DOCUMENTARIES
The documentation of musical performance, history, culture and personalities is one of the most powerful ways of connecting with the significant role of music in our lives and culture.
My documentary work is created through Rising Trunk Productions, a production company I established in 2012. Working with a team of videographers, location audio specialists, composers, editors and sound mixers, RTP has created compelling and award-winning documentary work.
Tracks : The Arizona Ear Worm Project
This 14-minute science documentary examines The Arizona Ear Worm Project, a one-year, interdisciplinary research which I created and led. During the 2014-15 academic year, the project utilized a unique collaborative approach to examine Ear Worms, also known as Involuntary Musical Imagery, in which a musical song or phrase becomes “stuck” in the mind for moments, hours or days at a time. Some 91 percent of people experience “ear worms” on a regular basis. The project team members included me and University of Arizona faculty members in Music Theory, and Speech, Language and Hearing Sciences. The documentary film was produced in collaboration with Arizona Public Media Production Services.
You Have Sweet Ears
This 51-minute audio documentary grew out of my extended field research into West African music in the summer of 2004. As part of my Bachelor of Fine Arts degree in Ethnomusicology, Anthropology and Media Arts, I had a two-month field research experience in the West Africa, including time in the nations of Ghana, Burkina Faso, Mali and Senegal. I captured some twenty hours of audio during the experience – including sounds of musical events, vibrant markets, and interviews with many my fellow students, our guides, and our West African teachers. A resulting 51-minute audio documentary, “You Have Sweet Ears”, was submitted as my Honors Thesis for a Fine Arts Studies degree in the University of Arizona College of Fine arts. My field research and documentation also received First Place award in Visual and Performing Arts in the U of Arizona’s Graduate and Professional Student Showcase.

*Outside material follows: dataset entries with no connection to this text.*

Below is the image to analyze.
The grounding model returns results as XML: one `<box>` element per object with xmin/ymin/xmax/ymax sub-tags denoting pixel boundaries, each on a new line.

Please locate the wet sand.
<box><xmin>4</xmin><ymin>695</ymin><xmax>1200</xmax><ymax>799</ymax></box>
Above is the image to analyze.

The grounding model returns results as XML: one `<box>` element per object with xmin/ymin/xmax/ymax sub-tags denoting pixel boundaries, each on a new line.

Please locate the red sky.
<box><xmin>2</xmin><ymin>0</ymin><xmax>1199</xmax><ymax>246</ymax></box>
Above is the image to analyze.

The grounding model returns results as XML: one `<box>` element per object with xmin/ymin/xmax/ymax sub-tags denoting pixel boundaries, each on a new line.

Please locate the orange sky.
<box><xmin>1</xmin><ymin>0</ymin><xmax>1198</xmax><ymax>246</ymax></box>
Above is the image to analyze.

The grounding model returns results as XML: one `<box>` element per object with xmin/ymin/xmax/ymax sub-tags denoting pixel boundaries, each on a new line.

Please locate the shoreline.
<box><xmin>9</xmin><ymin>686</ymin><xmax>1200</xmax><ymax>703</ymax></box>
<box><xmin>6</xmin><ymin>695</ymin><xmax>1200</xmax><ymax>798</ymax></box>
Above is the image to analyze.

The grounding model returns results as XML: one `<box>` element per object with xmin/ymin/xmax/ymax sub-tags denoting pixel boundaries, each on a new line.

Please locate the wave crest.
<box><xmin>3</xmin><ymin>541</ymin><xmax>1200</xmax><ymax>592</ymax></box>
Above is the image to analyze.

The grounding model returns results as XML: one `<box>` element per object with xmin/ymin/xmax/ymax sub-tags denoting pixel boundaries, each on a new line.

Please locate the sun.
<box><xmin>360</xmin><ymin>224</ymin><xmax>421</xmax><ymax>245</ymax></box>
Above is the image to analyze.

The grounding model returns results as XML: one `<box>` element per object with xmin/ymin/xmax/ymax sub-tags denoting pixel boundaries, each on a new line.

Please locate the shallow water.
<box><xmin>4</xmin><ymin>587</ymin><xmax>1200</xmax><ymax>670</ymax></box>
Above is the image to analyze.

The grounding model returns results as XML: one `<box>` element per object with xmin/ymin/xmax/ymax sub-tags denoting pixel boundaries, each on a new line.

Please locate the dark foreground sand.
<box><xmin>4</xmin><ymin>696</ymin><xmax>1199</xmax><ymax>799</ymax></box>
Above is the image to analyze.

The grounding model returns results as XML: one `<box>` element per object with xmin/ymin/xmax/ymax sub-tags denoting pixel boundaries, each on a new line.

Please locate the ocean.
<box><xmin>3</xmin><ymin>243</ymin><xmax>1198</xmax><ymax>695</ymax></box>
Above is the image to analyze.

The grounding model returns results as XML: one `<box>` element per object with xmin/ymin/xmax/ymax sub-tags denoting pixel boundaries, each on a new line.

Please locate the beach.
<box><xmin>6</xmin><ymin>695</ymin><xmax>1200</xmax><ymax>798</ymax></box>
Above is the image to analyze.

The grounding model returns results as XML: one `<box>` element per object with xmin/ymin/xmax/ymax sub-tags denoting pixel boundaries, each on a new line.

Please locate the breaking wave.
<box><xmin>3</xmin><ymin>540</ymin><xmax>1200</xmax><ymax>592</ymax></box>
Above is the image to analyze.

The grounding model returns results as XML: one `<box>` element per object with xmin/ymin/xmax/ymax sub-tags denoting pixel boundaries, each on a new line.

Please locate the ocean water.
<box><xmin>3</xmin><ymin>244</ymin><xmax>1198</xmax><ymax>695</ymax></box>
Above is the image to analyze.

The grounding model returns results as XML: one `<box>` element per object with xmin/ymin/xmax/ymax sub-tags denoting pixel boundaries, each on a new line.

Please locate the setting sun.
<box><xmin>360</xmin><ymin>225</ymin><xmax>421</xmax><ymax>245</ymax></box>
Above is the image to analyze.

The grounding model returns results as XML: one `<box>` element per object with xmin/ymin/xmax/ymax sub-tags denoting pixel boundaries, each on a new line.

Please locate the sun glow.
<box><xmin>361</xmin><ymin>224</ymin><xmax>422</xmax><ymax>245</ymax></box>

Field recordist, editor, producer: Dan Kruse
Audio mix: Wiley Ross
Advisor, ethnomusicological consultant: Prof. Janet Sturman
Listen to the first track of the CD
ZOOM! Tucson’s Late-‘50s Rock ‘n’ Roll Record Label
This 33-minute documentary, completed in 2013, tells the endearing story of Burt Schneider and Ray Lindstrom, who established their own tiny recording label, Zoom Records, in Tucson, AZ in early 1959.
The film, which includes revelatory interviews with the label’s founders and with noted music historians and recording industry professional, is a moving testament to the power of music to change lives in positive ways; it also documents the musical and technological culture that surrounded the growing popular music recording industry of the “Rock ‘n’ Roll” era in America. The film has been accepted into three prestigious film festivals since its release, and was honored with the “Best of Arizona” award at the 2013 Arizona International Film Festival.
A trailer for the film is below; the full-length documentary can be seen here.
Producer/director/editor – Dan Kruse
Director of Photography/Colorist – Bob Demers
Original music – Skye van Durren
Location audio – Kyle Wilson, Sarah Talbot-Haynes
Musicological consultant – Dr. Brian Moon
Audio mix – Wiley Ross
“ZOOM! brings to life a remarkable story just waiting to be told. The film is sure to find an eager audience among musicians, recording studio pros, music lovers and just about anybody who knows or cares about the regional rock scene.” – Mia Schnaible, Director of Marketing and Development, Arizona International Film Festival
“Dan Kruse’s engaging film cleverly leads the viewer through a serious study of how the founders of this independent record label lived the dream and furthered the ideals of America’s formative rock ‘n’ roll era…a story that will resonate with a new generation of technological and musical pioneers.” – Dr. Janet Sturman, professor of Ethnomusicology, University of Arizona School of Music
Greg Silverman: “Sacred Service”
This 19-minute video examines the musicological significance of a noted choral work, Darius Milhaud’s “Sacred Service” through the eyes of doctoral conducting student Greg Silverman. With footage from Greg’s lecture recital at the University of Arizona’s Holsclaw Hall in the spring of 2013, we learn of the musical, musicological and spiritual significance of Milhaud’s masterpiece. Through insightful interview comments, Greg reflects not only on the choral work, but also on his uniquely penetrating manner of working with an accomplished choral ensemble to bring forth the power of the work.
Producer/director/editor: Dan Kruse
Videographer: Bob Demers
Location audio: Gary Ray
“Dan Kruse produced Sacred Service with passion, dedication, and excellence. In our collaborations, he showed sensitivity to my vision while at the same time contributing creative ideas that helped promote the overall message of the project. I feel that the final product captured the essence of what we wanted to communicate, and we’ve had a great response so far!”
—Dr. Greg Silverman, President, Greg Silverman Ministries, Inc.